Bill, P-1788,
On 6/9/2011 10:56 AM, G. William (Bill) Walster wrote:
I believe Arnold is correct that what we require is "operations that
take a list of reals
> and return a (preferably the tightest) representable interval
enclosing the result
> of an operation with them."
However, this raises the even more fundamental question of what *IS*
the result
of any given computation, not just basic arithmetic operations?

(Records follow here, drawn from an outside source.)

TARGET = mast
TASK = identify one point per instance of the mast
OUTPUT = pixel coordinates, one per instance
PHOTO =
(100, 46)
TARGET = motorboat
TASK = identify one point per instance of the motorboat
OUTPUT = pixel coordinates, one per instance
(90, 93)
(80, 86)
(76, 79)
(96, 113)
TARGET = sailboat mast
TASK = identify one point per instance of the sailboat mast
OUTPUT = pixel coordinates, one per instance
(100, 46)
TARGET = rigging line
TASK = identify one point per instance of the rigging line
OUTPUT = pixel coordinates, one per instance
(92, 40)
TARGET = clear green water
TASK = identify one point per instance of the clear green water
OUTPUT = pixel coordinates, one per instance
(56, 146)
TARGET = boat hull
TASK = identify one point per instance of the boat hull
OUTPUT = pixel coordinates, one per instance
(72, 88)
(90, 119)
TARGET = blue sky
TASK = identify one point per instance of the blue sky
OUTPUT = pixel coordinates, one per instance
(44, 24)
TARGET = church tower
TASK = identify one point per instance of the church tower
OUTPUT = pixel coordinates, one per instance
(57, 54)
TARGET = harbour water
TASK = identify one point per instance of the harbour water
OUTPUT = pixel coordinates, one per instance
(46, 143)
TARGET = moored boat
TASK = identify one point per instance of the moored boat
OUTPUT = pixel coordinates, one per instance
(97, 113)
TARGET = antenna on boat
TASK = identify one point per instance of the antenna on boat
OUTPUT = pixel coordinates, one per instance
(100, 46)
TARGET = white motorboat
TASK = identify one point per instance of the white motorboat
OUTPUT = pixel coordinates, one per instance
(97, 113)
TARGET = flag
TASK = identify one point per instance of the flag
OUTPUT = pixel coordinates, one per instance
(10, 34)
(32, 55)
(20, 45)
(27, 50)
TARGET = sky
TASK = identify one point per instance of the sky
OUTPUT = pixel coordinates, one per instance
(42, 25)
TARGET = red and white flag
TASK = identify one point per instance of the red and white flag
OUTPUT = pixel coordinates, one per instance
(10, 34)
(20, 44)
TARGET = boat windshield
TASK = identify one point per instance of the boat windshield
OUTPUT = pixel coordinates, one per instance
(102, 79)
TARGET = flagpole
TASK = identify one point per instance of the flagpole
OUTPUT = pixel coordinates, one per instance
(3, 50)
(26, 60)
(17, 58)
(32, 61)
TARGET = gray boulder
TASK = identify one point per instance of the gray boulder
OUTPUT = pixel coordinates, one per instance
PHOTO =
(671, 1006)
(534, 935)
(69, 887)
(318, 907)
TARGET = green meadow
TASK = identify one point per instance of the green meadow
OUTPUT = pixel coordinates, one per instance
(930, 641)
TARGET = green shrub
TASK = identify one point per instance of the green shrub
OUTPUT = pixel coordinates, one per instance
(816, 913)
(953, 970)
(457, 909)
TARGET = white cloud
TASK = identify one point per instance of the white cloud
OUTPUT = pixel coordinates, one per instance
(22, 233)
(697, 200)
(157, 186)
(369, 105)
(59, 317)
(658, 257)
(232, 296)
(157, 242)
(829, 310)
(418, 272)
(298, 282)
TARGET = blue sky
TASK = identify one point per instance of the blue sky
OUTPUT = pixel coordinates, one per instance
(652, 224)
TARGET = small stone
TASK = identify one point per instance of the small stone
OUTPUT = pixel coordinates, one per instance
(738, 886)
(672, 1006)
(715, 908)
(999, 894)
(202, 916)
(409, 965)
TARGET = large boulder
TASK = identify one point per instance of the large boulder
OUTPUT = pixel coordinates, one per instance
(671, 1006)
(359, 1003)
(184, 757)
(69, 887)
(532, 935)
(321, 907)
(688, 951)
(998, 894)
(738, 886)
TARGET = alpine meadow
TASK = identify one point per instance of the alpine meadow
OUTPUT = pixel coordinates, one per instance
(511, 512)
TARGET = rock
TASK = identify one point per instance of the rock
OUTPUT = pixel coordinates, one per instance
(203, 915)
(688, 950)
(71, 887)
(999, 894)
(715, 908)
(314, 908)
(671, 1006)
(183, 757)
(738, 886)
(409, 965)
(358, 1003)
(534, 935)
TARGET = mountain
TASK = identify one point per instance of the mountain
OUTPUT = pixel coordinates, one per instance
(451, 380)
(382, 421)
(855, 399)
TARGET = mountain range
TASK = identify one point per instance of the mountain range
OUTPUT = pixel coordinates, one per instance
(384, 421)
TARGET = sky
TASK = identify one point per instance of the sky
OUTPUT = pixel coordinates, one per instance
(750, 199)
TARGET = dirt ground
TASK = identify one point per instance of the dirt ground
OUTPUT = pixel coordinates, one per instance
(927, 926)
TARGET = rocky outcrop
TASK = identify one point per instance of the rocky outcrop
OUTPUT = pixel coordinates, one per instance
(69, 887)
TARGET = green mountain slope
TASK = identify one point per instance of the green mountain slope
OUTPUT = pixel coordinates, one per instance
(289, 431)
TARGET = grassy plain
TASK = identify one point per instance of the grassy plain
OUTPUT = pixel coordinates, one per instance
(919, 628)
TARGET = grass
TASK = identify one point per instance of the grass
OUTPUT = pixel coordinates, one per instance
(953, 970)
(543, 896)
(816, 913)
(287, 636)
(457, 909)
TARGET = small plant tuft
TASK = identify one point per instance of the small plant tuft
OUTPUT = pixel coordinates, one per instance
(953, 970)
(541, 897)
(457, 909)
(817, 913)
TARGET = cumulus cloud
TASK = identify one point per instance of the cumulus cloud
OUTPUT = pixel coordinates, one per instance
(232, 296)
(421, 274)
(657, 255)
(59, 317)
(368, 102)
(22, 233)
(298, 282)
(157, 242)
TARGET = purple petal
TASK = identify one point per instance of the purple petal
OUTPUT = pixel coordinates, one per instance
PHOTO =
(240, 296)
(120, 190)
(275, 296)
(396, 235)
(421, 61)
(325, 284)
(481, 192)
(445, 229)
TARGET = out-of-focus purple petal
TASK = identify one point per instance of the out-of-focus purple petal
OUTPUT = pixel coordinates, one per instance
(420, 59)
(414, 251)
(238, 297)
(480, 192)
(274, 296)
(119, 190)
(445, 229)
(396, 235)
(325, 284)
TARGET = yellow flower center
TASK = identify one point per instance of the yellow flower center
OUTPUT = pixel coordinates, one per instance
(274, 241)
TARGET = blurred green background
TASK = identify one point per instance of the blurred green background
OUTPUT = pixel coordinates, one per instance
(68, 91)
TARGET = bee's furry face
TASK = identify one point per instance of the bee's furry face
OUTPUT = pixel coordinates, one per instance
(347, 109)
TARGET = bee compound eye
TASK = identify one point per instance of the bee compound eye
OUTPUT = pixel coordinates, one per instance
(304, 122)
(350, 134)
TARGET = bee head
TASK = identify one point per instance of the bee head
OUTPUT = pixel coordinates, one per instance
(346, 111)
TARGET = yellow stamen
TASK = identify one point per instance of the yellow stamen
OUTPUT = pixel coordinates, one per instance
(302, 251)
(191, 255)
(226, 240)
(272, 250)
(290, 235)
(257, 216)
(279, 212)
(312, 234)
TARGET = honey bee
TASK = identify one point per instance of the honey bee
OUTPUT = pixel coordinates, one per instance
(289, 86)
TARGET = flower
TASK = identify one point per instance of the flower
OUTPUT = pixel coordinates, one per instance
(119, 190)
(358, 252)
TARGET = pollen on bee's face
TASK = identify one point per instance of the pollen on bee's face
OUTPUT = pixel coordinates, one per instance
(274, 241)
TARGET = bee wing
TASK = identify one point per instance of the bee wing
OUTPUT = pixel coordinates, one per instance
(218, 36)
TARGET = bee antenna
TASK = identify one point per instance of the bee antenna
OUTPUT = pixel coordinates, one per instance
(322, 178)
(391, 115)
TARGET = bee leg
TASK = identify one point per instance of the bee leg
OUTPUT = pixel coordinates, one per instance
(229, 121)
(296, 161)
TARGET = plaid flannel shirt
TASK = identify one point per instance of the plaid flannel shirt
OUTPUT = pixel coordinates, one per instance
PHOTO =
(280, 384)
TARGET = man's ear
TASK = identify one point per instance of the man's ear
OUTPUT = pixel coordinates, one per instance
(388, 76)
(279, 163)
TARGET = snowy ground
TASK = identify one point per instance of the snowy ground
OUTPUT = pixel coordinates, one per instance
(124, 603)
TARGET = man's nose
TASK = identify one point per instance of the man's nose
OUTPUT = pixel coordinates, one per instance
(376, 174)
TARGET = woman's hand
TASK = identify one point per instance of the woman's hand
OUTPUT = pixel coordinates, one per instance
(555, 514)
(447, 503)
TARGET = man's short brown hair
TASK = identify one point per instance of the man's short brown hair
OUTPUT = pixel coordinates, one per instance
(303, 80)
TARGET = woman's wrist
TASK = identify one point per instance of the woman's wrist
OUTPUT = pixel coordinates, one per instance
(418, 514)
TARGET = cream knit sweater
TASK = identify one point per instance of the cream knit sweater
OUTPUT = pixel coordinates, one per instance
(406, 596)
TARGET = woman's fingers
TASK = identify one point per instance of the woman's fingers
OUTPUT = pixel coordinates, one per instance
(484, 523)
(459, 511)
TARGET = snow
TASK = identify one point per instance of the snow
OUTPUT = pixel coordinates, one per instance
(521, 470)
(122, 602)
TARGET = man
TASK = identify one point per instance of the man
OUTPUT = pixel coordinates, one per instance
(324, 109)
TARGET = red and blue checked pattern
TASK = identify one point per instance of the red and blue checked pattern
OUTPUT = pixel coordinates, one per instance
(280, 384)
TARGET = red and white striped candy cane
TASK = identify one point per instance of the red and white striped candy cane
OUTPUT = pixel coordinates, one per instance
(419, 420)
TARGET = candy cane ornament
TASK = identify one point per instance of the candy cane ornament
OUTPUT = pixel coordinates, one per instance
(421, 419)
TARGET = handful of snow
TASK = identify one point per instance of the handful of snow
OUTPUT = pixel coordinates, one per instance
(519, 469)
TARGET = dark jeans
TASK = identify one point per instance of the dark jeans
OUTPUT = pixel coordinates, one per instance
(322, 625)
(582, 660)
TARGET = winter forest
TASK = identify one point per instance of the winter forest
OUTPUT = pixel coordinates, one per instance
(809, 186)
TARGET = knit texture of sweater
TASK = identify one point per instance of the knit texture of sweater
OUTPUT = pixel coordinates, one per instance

Until this question is answered for all cases of interest, I believe
it is premature to even
consider developing a standard.
The committee has already "been there, done that," having wrestled
with expressions
versus operations, if that's what you mean. I'm not sure what you
mean by
"a given computation" or "all cases of interest". As I see it, the
scope of P-1788 is
standardization of individual operations, something for which I would
argue the result
(of a mathematical operation or function) IS known, and for which
there is broad
agreement that standardization is valuable. If you mean by
"computation," a particular
concatenated set of operations, I think we know what the result (with
point input) should
be. Otherwise, what cases of interest are not covered? If you mean
the result of a mathematical
expression evaluated with intervals, that is also well-defined, in
terms of "united extension,"
etc. It is known that computing the exact range is an NP problem,
but it is still widely
recognized that interval evaluation of such expressions is useful, and
that standardization
of the computer arithmetic for such evaluation would be a great
facilitator. Beyond that,
there was quite a bit of P-1788 work (e.g. in the "expression
evaluation" subgroup) that
you apparently missed. You may wish to review the archives.
Otherwise, rearranging
interval expressions to change the computer-generated (floating point
or interval)
results seems to be outside the scope of P-1788, and, indeed, computer
language
committees have avoided the issue. (It would, of course, be tied to
computer
algebra systems, but is that relevant to specification of basic interval
arithmetic operations? Don't we need the basic operations,
regardless, in this
context, too, and might additional tracking information associated with
individual operations also be useful?)
You may wish to clarify your statement.